Posts Tagged ‘public debt’
Athens Shrugging, Maybe
As of last night, it appears there is agreement on bailing out Greece. Between Europe and IMF (which depends on the US for 25% of their funding), Greece will get about $150B worth of loans (paying a 5% interest rate) in order for them to meet their current debt obligations (private investors demand an 8% interest rate given the risk) and internal needs. In return for these loans, Greece has bitten the bullet and will dramatically cut salaries and pensions… temporarily.
I think it important to state a few facts about Greece.
- They rank second from the bottom on the Index of Economic Freedom (highly socialized economy).
- They import 3x more than they export (net users).
- Their government has overspent tax revenues by at least 15% each year for the past 5 years (spent more than produced).
- They have a debt level that is at least 125% of what they produce in a year in GDP .
- Public services account for 40% of their published GDP (so about half of their “GDP” is value productive).
- 42% of those between 55-64 are employed versus 52% in Europe and 62% in the US (few work).
- Tax rates on income are some of the highest in Europe (over 40%)
- Their fertility rate is below replacement rate (i.e. aging population that retires early).
- Their government spends over 12% of their GDP on pensions, double the US, second only to Italy at 15%.
So, with that little amount of information, what is the likelihood that Greece can pay off these loans? Remember, in the agreement as formed last night, Greece only needs to get their spending down to 103% of their tax revenues by 2014. In other words, they will still spend more than they make.
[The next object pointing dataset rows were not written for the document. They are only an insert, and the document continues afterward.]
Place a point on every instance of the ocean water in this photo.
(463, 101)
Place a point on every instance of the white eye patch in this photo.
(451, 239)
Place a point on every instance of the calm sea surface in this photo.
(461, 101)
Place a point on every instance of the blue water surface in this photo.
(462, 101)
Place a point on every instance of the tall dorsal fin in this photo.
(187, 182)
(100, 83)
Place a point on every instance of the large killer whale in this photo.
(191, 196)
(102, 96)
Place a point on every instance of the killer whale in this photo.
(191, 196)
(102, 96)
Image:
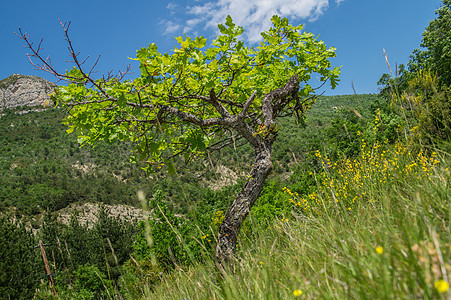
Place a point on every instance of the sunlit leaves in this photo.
(183, 80)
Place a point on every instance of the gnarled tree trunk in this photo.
(241, 206)
(272, 104)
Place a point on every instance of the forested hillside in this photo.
(357, 204)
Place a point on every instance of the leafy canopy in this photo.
(168, 109)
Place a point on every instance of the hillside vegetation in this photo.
(358, 205)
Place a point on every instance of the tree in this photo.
(199, 99)
(435, 55)
(436, 42)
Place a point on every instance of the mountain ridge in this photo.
(24, 90)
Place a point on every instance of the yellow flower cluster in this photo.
(347, 181)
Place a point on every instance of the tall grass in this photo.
(382, 234)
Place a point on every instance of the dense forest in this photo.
(357, 206)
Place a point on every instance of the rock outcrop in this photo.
(24, 90)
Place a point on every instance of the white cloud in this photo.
(254, 15)
(170, 27)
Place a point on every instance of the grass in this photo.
(394, 242)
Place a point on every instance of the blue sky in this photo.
(359, 29)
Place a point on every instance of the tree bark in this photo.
(241, 206)
(273, 102)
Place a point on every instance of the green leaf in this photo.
(171, 168)
(122, 101)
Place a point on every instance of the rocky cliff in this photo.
(23, 90)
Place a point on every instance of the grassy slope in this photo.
(392, 242)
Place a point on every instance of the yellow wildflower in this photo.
(380, 250)
(441, 286)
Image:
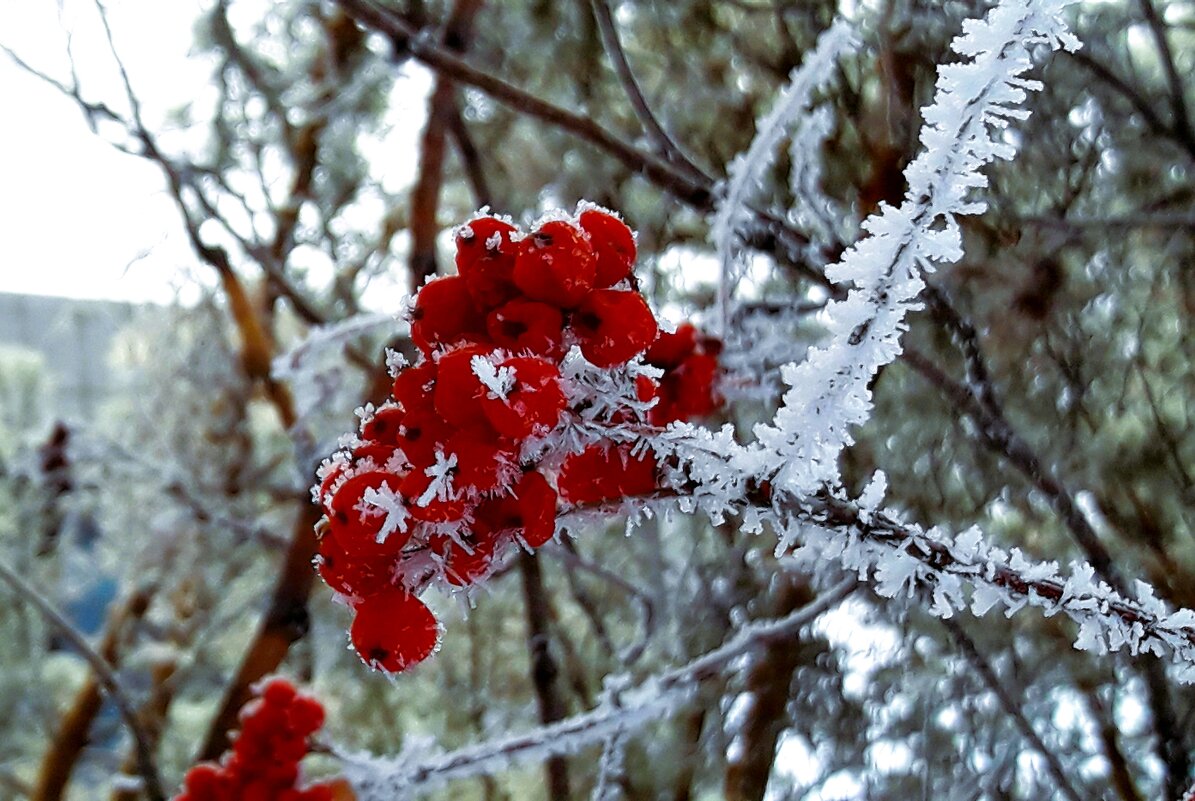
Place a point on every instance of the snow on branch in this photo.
(718, 477)
(973, 104)
(421, 768)
(746, 171)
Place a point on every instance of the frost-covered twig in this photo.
(746, 171)
(320, 338)
(421, 769)
(142, 743)
(974, 101)
(1011, 708)
(712, 474)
Now on to the dramatic cuts. Riots were all the rage over the weekend as pensioners and union employees protested the expected cuts in entitlements and the anticipated rise in taxes. The question that hit me was, who are they protesting against? It’s a democracy from what I understand. They are the ones benefiting from the large promises they made to themselves (early retirement, large pensions, free healthcare, etc) from which they are the sole providers of the funds for those promises. Their government officials only act as the transfer agents; taking tax dollars from the few that work and place it into the hands of all in the form of entitlements. Most likely, they are protesting that their guardians, their providers, are no longer able to borrow money to pay for promises that had no reasonable economic foundation supporting them.
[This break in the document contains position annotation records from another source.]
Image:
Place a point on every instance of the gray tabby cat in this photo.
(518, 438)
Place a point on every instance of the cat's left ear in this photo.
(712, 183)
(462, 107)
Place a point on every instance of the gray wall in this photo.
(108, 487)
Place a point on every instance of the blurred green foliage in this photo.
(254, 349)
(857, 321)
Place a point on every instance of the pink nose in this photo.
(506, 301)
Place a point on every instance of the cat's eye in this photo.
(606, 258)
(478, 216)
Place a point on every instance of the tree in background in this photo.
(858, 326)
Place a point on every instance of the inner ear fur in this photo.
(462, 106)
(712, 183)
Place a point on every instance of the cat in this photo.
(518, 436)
I was struck by a quote in this article,
“These are the harshest, most unfair measures ever enacted. That is why our reaction will be decisive and dynamic. You can’t always make the workers pay for the results of failed policies,” Stathis Anestis, spokesman for Greece’s largest umbrella union, GSEE, told The Associated Press.
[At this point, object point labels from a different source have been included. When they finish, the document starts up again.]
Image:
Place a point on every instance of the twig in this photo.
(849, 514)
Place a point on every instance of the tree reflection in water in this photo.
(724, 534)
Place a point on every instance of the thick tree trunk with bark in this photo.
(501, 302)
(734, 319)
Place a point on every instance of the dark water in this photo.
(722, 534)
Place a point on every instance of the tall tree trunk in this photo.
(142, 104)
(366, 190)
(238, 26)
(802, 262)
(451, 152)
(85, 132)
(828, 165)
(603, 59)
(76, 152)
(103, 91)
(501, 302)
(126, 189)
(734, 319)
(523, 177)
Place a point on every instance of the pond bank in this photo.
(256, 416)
I find this to be very circular: People are protesting because they cannot fund the promises they made to themselves. (I just don’t see how this loan solves anything or how this ends well for anyone).
This is worth reading…
Isn’t this called foreshadowing?
From yesterday’s Wall Street Journal page A6… Europe’s Social Benefits Are at Risk
The article mentioned above describes the growing public debt, the weak economy, and the need to rethink the large social programs that have become the norm within the European community.
To get some historical context for this, you could read the European Commission’s Social Agenda from April 2002. It opens with ”Since the Lisbon European Council of March 2000, the European Union has focused on raising its performance and transforming itself into the most competitive and dynamic economic area in the world.” It is filled with wonderful goals, objectives, desires, etc for how to make a better, more prosperous Union. That’s all good, actually great intentions, but their means to achieve those goals were completely opposed to those objectives.
They mention the dictation of giving workers say on corporate restructurings making job flexibility all but impossible. (Speaking to some of the companies I am close to, they avoid having facilities in Europe as they would need to get the workers’ permission (almost) to be laid off and then the costs linger for some time afterward). They mention increasing the pension system and the healthcare system. All great programs to have but how do you pay for them?
Well, it turns out it’s through higher taxes (which become higher costs to operate in Europe). And what if companies avoid placing jobs into the Union due to costs of operation being too high? Then tax revenue growth suffers as economic activity is muted. In that event, government tax revenue is lower than anticipated and the social program costs are higher than expected (since employment doesn’t hit the objective set as companies shun the area). Since funds are still required, it leads to higher public funding through other means; public debt.
Hmmm. Where are we seeing all that, as described above, occur right now?